Moreover, if we let the market balance itself through competition, the individual will receive a wage equal to his value, a fair wage. As a result, wealth would be created magically, simply by the succession of exchange cycles. We are constantly told that the faster these cycles are, the greater the wealth that is created. Who creates wealth? Those who have capital and use it to buy labor power with the aim of then selling their product, because the more exchanges and products there are, the more dynamic the circulation of commodities.

This narrative thus makes invisible the reason why the proletariat, which makes up the majority of society, can only exchange its labor power in the market. Nor does it reveal that for such a class to exist, the majority of society had to be dispossessed of the means of production. But, thanks to that abstraction called "individualism ", the reality that the growth of wealth is nothing other than the growth of unpaid labor is also completely erased in the story. Individualism and the very concept of the individual is the foundation of the argument that denies exploitation.

The necessity for capitalism to promote individualism.

So the system wants us not only to accept the existence of the individual, but to consider ourselves individuals and to accept individualism as the natural form of human behavior.

Let us exchange the monastic god for economics - i.e. for accumulation- and we will see what individualism really means. The individual is made for the shredder. Just as the medieval monk turned into guilt the disasters he did not understand why his god allowed and ended up thinking that his own sins were the origin of all evils, we will be blamed for the disasters the system produces: from the environmental wreckage to the rapacity of past centuries, from the infinite forms of discrimination it continually creates and recreates to our own unemployment.

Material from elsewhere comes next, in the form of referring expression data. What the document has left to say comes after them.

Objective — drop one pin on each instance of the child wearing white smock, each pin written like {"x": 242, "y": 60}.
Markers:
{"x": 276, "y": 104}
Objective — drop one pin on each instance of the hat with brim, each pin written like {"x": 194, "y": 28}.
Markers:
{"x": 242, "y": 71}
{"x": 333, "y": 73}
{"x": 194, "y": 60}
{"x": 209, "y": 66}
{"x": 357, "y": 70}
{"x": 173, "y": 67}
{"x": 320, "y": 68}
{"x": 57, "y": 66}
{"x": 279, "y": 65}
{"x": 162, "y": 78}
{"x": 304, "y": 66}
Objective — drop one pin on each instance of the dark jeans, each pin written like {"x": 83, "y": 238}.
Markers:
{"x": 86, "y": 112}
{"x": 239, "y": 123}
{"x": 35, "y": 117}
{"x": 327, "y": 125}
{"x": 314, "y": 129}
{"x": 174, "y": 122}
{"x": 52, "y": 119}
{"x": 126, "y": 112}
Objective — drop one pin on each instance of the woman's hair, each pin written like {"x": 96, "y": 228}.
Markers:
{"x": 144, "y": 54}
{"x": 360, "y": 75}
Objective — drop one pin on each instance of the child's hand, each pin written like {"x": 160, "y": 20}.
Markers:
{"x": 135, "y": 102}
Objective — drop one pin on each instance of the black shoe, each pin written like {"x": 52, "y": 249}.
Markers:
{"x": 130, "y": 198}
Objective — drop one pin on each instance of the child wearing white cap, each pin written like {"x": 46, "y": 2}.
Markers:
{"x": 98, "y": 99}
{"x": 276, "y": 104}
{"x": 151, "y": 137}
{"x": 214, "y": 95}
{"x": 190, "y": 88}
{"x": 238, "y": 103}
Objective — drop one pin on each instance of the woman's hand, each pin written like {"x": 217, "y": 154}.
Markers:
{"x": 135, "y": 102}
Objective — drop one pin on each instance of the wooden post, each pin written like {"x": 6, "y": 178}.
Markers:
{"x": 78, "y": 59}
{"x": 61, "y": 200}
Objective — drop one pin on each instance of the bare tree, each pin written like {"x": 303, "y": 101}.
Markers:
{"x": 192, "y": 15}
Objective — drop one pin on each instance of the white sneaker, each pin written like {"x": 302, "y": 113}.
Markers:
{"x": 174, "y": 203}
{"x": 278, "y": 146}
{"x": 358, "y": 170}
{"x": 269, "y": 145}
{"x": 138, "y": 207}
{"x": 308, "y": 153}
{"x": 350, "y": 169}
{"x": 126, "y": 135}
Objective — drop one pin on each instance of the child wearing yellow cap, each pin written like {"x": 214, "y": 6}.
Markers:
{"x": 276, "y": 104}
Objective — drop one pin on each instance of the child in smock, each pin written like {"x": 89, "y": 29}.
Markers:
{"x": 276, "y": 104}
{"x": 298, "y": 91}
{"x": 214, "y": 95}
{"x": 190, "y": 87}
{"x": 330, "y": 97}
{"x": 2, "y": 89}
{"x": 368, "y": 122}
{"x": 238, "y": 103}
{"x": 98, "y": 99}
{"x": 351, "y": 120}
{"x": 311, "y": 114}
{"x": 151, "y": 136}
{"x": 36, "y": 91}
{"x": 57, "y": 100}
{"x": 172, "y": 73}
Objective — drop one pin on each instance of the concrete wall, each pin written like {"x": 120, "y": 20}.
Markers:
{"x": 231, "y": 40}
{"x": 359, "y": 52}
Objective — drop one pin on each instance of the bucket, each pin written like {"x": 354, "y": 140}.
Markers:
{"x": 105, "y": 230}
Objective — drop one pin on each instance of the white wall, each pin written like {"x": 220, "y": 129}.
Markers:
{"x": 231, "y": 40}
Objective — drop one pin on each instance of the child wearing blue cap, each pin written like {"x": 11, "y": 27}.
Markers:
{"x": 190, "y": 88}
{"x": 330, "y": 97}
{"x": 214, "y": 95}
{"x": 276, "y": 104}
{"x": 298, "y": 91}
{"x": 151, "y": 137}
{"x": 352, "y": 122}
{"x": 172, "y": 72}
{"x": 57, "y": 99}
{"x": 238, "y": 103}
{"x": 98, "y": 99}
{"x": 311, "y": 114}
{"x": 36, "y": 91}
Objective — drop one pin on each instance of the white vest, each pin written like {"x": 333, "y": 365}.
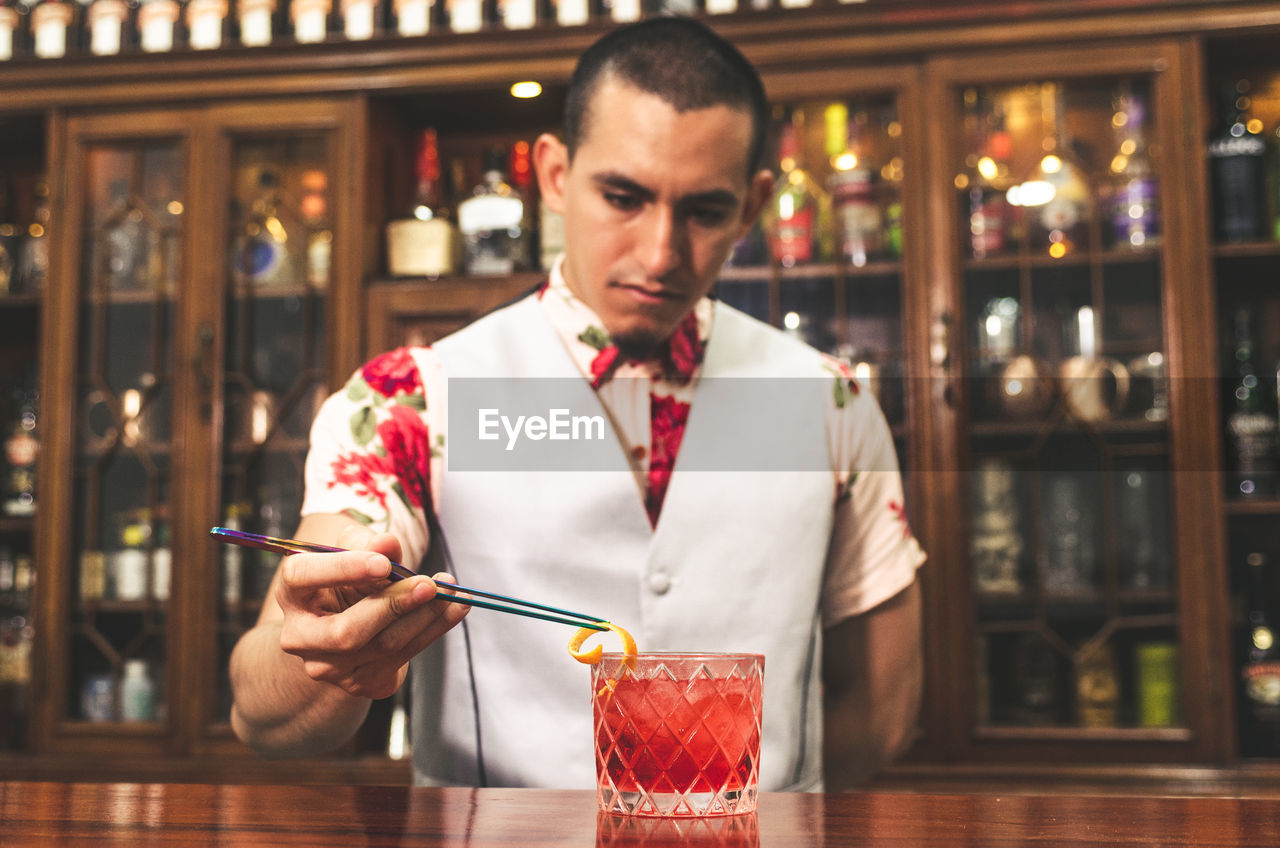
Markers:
{"x": 735, "y": 564}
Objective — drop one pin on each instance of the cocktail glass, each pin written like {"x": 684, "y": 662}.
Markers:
{"x": 677, "y": 734}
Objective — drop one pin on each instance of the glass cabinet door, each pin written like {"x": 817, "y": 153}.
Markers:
{"x": 826, "y": 259}
{"x": 132, "y": 203}
{"x": 278, "y": 251}
{"x": 1064, "y": 425}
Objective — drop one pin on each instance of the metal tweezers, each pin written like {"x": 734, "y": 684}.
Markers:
{"x": 398, "y": 573}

Moreover, we will be as incapable as the monk is of being part of the truly communal and collective, thus renouncing both the power to resist and the power to transform anything. Like the monk, it would be hard for us to imagine work not being a curse and that it is possible for concrete and universal human needs to take precedence over abstractions. Our own life, like his, would thus turn into individualism: the experience of being individual, a meaningless passage to nothingness.